Black Press file photo

Lacombe looking at licensing cats

Lacombe hoping to increase number of cats returned to owners

Cat owners may soon be required to license their pets in Lacombe.

City council was to take its first look at a proposed Responsible Pet Ownership Bylaw on Monday evening. It suggests treating cats the same way as dogs, which have required licences for years.

The goal of licensing cats is to improve the record of them being returned to their owners and to promote spaying or neutering by charging less for those pet licences, and less still if the pet is tagged with an identifying microchip or tattooed.

Few stray cats ever get returned to their owners, Lacombe statistics show. In 2018, only two of 52 impounded cats were picked up by their owners. The other 50 were adopted.


Licensing cats considered

Councillor likes cat licences

Dogs are a different story.
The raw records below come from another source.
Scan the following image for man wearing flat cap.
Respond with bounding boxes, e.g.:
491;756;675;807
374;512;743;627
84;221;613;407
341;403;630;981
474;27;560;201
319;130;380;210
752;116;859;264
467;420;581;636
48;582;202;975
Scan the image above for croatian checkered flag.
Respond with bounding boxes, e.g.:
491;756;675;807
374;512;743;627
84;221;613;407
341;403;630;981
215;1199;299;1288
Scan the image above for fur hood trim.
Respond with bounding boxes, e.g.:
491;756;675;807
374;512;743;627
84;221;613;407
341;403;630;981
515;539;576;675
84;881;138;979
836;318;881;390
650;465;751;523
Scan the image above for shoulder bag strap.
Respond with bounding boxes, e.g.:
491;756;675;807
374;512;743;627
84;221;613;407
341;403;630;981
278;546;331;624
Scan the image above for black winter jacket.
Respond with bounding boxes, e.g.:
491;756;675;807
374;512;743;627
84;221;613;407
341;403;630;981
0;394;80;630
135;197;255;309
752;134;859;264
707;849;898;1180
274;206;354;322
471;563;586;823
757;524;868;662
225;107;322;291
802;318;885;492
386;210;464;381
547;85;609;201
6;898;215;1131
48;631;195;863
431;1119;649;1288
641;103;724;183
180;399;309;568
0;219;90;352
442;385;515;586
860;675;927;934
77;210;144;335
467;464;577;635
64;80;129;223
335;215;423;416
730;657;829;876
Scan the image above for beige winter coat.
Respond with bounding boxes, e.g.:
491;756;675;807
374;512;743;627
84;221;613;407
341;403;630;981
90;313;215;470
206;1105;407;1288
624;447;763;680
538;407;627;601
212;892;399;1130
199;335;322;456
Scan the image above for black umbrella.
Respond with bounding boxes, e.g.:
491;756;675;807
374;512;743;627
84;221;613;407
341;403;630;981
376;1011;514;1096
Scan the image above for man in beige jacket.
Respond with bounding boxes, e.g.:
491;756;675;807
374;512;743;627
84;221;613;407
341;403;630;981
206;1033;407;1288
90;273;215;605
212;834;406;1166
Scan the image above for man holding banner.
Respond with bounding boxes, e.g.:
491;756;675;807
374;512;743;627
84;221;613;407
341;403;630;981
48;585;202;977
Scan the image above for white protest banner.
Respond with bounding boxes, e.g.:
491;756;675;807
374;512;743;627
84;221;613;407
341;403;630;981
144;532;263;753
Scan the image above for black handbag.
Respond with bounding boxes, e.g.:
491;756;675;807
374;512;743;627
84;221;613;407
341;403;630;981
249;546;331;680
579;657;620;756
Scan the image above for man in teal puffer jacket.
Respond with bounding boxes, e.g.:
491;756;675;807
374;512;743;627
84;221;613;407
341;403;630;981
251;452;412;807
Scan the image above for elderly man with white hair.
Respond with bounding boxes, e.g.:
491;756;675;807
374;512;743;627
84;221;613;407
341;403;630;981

Of the 29 dogs impounded, 23 — just under 80 per cent — were returned to their owners. The other six were adopted.

“Most cats do not wear a collar, and without any form of identification, there is no way of finding the family of where the cat belongs if they are impounded,” says a report to council.

It is proposed that licence fees be charged on a graduating scale, depending on steps owners take.

Registering an unaltered dog or cat would involve a one-time fee of $150. That fee is only $75 if the animal is spayed or neutered, or if it has an identifying microchip or tattoo.

For animals that have been spayed or neutered and have an identifying tattoo or microchip, the one-time licence fee is only $15.

Those who don’t get a licence or don’t attach it for their dog or cat, face a $100 fine on first offence, $250 on second and $500 on third.

The lifetime licence is another change. Dogs must be licensed each year, but the city has decided to go to a one-time only fee, except when an animal is declared a nuisance or vicious. A licence for those animals cost $100 a year.

To streamline regulations, Lacombe also plans to bring its livestock and urban hens bylaws into the Responsible Pet bylaw.

Council was expected to give the bylaw first and second reading on Monday and final reading on Feb. 25.

Unlike a Land Use Bylaw, there is no public hearing before final reading.

However, the city welcomes feedback from residents before council makes its final decision, said Diane Piche, city director of corporate services.